A second imperative, Institutionalized Anticipatory Response, will dictate proactively acting on situations before they mutate out of control and act on us in our normal stance of reactivity, thereby almost invariably demanding a dilatory response by force.

A third imperative, Appropriate Situational Tailoring, will require dealing with situations on their own terms, rather than on our preferred terms, thereby eschewing situation-insensitive general-purpose capabilities that play to our self-deluding “strengths” in favor of culturally, geographically, and technologically attuned capabilities that test our adaptability and agility.

A fourth imperative, Comprehensive Operational Integration, will call for enhanced interagency-intergovernmental-international harmonization of protocols, procedures, and practices to break down the impenetrable organizational and institutional barriers – “stove piping,” so-called – that impede unity of purpose, unity of effort, and unity of action.
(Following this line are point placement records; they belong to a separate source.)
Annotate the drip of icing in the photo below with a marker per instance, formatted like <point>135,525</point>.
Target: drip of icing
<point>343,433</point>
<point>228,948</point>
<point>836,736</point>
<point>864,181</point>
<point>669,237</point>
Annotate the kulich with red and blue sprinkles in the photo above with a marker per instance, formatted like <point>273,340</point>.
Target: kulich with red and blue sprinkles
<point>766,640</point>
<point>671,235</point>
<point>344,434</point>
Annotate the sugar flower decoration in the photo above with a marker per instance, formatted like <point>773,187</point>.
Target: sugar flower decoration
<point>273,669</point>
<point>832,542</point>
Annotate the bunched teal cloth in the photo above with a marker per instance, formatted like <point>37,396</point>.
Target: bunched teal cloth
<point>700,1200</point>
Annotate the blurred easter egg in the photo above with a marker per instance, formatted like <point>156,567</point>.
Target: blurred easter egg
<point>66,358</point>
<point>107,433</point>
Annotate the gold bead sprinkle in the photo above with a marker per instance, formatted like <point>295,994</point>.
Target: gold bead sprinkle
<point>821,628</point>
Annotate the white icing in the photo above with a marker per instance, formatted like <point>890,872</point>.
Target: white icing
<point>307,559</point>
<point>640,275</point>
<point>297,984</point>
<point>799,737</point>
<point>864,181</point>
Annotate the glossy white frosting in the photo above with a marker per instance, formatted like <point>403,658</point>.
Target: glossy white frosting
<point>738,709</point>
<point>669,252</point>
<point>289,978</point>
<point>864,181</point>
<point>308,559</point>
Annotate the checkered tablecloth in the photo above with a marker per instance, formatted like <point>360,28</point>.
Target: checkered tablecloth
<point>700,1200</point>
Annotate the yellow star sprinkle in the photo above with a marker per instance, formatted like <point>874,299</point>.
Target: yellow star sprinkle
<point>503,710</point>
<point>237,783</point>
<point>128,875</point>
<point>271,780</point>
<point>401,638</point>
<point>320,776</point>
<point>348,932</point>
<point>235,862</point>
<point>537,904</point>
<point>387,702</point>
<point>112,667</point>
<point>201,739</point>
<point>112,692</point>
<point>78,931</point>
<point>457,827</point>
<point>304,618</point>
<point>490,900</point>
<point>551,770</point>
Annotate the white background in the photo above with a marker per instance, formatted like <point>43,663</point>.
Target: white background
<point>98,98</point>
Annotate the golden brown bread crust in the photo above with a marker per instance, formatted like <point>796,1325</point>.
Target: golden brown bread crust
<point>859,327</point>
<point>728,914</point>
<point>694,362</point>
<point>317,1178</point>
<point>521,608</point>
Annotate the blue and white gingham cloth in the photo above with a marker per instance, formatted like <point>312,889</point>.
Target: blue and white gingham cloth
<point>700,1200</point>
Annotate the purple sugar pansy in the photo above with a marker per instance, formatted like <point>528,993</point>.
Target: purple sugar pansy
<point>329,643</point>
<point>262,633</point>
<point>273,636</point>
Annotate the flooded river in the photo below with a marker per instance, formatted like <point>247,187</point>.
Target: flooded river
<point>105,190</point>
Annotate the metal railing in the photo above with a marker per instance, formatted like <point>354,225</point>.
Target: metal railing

Lest experienced hands in the games of nations be too quick to write off such ideas as the naïve mutterings of fevered minds totally divorced from reality, let us not forsake the beauty of dreams, the hope for dreams come true, and the dangers of rejected prophecy if we hope to achieve internationally what America’s founders sought domestically: a Novus ordo seclorum – a new order of the ages. Let us recall the words famously uttered by Robert Kennedy as an eternal challenge for practitioners of statecraft today: “Some men see things as they are, and say why. I dream of things that never were, and say why not.”